Non avevano calcolato gli imprevisti, non dovevano essercene, non potevano pensare ce ne fossero. Se solo non avessero avuto fretta, se non avessero contato su una fortuna che mai era stata loro amica…
Esposito era rientrato prima del previsto, o meglio non era riuscito a partire. Era tornato indietro per prendere il biglietto del traghetto che aveva lasciato sul comodino in camera da letto. Sarebbe rimasto a Procida per il weekend. Lì aveva una compagna: una sua vecchia amica dell’università con la quale aveva una relazione. Era divorziato e aveva iniziato quella relazione solo qualche anno dopo.

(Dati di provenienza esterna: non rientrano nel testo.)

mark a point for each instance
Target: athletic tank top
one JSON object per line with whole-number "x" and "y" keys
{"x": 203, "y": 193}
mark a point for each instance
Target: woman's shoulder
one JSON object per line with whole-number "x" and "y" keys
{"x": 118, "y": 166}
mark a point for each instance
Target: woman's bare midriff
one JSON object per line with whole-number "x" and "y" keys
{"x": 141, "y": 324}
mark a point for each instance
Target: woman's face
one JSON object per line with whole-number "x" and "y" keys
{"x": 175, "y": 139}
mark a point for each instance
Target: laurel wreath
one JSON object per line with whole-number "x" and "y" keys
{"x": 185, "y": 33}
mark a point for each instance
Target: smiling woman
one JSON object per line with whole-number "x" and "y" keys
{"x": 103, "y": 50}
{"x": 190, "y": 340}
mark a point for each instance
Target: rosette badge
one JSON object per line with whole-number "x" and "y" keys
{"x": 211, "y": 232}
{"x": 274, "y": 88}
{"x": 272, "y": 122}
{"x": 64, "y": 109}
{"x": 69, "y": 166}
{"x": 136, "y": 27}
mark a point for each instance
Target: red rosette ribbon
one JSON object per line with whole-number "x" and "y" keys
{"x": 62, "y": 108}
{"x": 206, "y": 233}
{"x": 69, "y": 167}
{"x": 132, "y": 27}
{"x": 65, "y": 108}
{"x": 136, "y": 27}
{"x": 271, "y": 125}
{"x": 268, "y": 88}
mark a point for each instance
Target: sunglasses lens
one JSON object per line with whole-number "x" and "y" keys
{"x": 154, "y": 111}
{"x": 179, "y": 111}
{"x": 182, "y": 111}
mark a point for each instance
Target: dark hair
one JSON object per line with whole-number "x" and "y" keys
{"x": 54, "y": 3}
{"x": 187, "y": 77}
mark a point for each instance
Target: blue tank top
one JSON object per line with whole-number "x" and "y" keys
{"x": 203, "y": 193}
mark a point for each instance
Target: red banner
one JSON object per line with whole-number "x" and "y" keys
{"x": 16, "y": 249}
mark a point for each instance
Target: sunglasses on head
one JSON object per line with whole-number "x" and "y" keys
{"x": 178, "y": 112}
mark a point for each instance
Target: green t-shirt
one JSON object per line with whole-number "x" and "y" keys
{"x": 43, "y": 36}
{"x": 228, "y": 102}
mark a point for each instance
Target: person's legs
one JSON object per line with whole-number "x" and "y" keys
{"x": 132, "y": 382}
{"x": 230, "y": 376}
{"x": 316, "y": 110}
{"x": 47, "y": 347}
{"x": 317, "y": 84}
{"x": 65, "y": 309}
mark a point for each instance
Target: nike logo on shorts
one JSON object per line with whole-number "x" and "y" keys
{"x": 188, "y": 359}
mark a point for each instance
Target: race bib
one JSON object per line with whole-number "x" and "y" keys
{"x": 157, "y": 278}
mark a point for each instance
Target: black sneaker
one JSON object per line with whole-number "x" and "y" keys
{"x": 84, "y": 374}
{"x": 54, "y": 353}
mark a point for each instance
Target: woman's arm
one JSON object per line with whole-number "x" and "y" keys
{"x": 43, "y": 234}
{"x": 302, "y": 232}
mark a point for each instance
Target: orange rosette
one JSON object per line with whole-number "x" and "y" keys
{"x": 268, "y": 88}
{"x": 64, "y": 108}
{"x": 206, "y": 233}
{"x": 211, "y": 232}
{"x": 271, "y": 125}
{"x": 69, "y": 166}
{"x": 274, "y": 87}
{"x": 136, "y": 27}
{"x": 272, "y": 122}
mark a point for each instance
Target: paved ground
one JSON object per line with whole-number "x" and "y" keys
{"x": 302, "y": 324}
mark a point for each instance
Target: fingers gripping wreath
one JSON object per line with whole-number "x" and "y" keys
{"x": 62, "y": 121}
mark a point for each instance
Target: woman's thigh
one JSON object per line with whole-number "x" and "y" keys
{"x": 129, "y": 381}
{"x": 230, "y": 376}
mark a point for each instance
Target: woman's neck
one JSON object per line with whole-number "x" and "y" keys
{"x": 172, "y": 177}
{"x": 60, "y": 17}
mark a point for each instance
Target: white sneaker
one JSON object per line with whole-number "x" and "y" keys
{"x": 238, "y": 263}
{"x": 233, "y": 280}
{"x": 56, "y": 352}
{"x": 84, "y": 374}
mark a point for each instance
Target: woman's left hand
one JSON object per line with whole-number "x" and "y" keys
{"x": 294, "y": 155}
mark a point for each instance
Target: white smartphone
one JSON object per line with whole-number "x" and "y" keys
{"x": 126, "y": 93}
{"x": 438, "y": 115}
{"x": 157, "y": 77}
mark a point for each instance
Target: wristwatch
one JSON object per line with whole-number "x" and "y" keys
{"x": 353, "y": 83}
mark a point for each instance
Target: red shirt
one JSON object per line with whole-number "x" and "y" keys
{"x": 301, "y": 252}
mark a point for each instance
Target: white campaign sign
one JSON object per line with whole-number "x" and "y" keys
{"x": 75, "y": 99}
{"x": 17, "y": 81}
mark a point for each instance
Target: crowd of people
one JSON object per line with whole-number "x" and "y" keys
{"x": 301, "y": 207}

Attento e vigile rimase stupito quando varcò l’ingresso del suo cancello e vide le luci accese. Che strano… pensò. Ma dove ho la testa stasera? Si chiese aggrottando la fronte. Non si accorse del vetro a terra finché non superò il cancello. Fu allora che lo vide sull’erba e capì. Dev’esserci qualcuno in casa… Senza pensarci due volte e in preda alla paura chiamò la polizia usando un tono di voce moto basso. Decise di salire in macchina, e che sarebbe uscito fuori di lì solo all’arrivo degli agenti. Per fortuna o per caso l’aveva parcheggiata fuori. Era tentato di entrare per coglierli sul fatto ma aveva paura che fossero armati. Non sapeva nemmeno quanti fossero ma lui era quello che poteva definirsi un colosso. Era alto sì e no un metro e novanta, robusto e non era così bravo a fare a pugni. Dal suo bel viso da bravo ragazzo si capiva subito che era un Dottore. Alcune persone nascono per fare certi lavori e lui con quel pizzetto rasato e i capelli ben pettinati sembrava proprio fatto apposta. Aveva quarant’anni e l’unica cosa che gli era riuscita male nella vita era stato il matrimonio. Aveva sposato una donna avida e assetata di denaro, che più che il marito amava il suo conto in banca. Trascorsero al massimo cinque minuti ed era già stanco di aspettare, così prese coraggio e decise di entrare camminando a passo felpato cercando di aprire la porta senza fare rumore. Voleva vedere in faccia chi era entrato nella sua casa, chi aveva osato violare il territorio di una persona così buona e amata da tutti. Si sentiva protetto dal fatto che da lì a poco sarebbe arrivata la polizia e si convinse di non avere nulla da temere. Era dentro. Non ho mai visto dei ladri così stupidi da entrare in un appartamento e accendere la luce… Fu la prima cosa che gli venne da pensare. Si girò in direzione della vetrina con le sue collezioni e fu allora che vide un ragazzo di spalle accovacciato a terra, mentre metteva gli oggetti uno per volta in un sacco. Dalle spalle larghe e i capelli lunghi non ci mise molto a riconoscerlo: «Klaus!» gridò istintivamente. Il cuore prese a battere più forte, quasi volesse scoppiargli in petto. Quella che l’aveva chiamato non era la voce di Salvatore, ma l’ultima che avrebbe voluto sentire fra tutti gli abitanti del mondo.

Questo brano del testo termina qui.